In § 20b des Urheberrechtsgesetzes ist die Verwertung des Rechts auf Kabelweitersendung tatsächlich ausdrücklich den Verwertungsgesellschaften wie der GEMA vorbehalten. Dass sie die einzigen sind, die dieses Recht verwerten dürfen bedeutet aber nicht, dass sie es auch bei jedem kleinsten Kabelsystem auch verwerten müssen. Zudem bedeutet die Übertragung der Verwertungsaufgabe nach § 20b an GEMA und Co. noch lange nicht, dass auch nach den übrigen Regeln des Urheberrechtsgesetz ein eigenständiger Verwertungsanspruch existiert.
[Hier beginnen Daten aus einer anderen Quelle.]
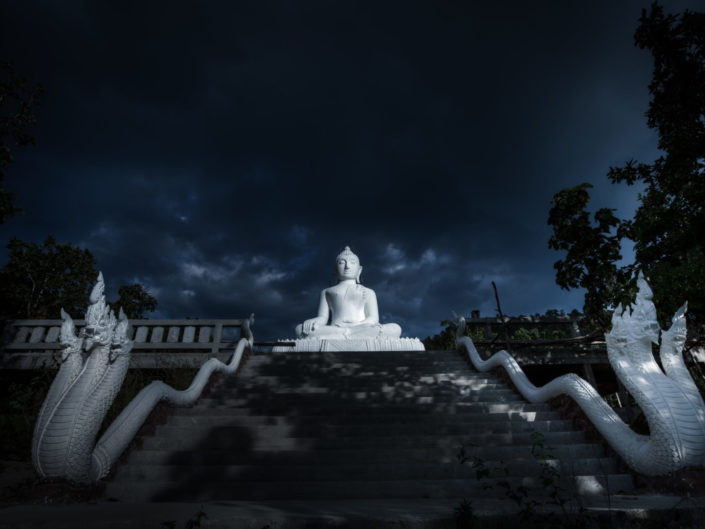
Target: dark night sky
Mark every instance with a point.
(223, 154)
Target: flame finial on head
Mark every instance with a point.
(347, 253)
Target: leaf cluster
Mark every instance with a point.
(668, 228)
(41, 279)
(18, 100)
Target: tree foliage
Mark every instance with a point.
(39, 280)
(18, 101)
(134, 301)
(668, 228)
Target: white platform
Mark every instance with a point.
(369, 344)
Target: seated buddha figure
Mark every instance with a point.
(348, 309)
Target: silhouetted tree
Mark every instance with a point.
(668, 228)
(18, 101)
(39, 280)
(134, 301)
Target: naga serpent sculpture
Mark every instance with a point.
(93, 367)
(670, 401)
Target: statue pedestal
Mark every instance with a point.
(367, 344)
Dass die Verwertung des genannten Weitersenderechts exklusiv den Verwertungsgesellschaften übertragen wurde, dient m.E. dazu, dieses Recht in der Verwertung einzuschränken (sprich: Nicht jeder dahergelaufene Sänger kann gegen den Kabelnetzbetreiber klagen: "Aber meinen Song dürft Ihr nicht weitersenden"), nicht, die Verwertung auszubauen.

Es ist daher bei der Frage, ob eine Kabelweitersendung eigenständig lizenzpflichtig ist, immer die Konkurrenz zum Erschöpfungsgrundsatz besonders zu beachten. Wenn, wie bei einer Gemeinschaftsantenne in der Regel der Fall, auch der Einzelempfang möglich wäre, dann dient die Gemeinschaftsantenne eben nicht einer urheberrechtlich relevanten erneuten Aussendung, sondern nur der Verbesserung der Optik des Gebäudes, indem eben viele kleine Einzelantennen vermieden werden. Der Rückgriff auf den Erschöpfungsgrundsatz könnte damit ein juristisch gangbarer Weg sein, die GEMA-Pflicht künftig nicht anhand technischer Details einer Hotel-Empfangsanlage beurteilen zu müssen. Mit dem Aussenden des Signals beim Fernsehsender fällt dann einmalig GEMA an und gut ist. Evtl. ist dem Signal, das später in Hotelzimmern oder auch öffentlich in Gaststätten wiedergegeben wird, ein besonderer Wert beizumessen. Das kann die GEMA aber auch direkt mit den Fernsehsendern verhandeln.

Privat bleibt Privat

Der zweite Ansatz gegen die GEMA ist, dass die von einer Hauseigentümergemeinschaft betriebene Gemeinschaftsantenne keine öffentliche Aussendung des Signals bewirkt (wenn sie überhaupt etwas sendet), sondern an die private Gruppe der Hauseigentümer. Zwar kann sich diese Gruppe ändern (per Verkauf einer Wohnung bzw. einem Mietvertrag zwischen Eigentümer und einem Mieter), aber das macht sie noch lange nicht zu einer öffentlichen Gruppe, wo jederzeit jemand dazukommen oder gehen kann. Denn selbst, wenn Mieter ihre Freunde zum gemeinsamen Tatort-Schauen einladen, laden sie diese ja in ihre Privatwohnung und nicht zum "public viewing" ein.

Auf Basis dieses zweiten Ansatzes lehnte der BGH die Revision der GEMA gegen eingangs genannte Wohnungseigentümergemeinschaft vollkommen zu Recht ab. Zu hoffen ist, wie gesagt, dass auch weitere Gruppen wie Hotels oder Ferienwohnungen, in denen letztendlich nur das ganz normale Fernsehprogramm auf ganz normalen Fernsehern gezeigt wird, künftig wieder von der GEMA befreit werden.

Sollte sich die GEMA hingegen gegenüber den Hoteliers durchsetzen, droht künftig auch GEMA-Pflicht für Internetcafés, in denen die Computer per LAN-Kabel ans Internet angeschlossen sind. Denn ist die Umsetzung des DSL-Signals vom Provider zum lokalen LAN im LAN-Modem nicht auch so etwas wie eine "Kabel-Weitersendung"?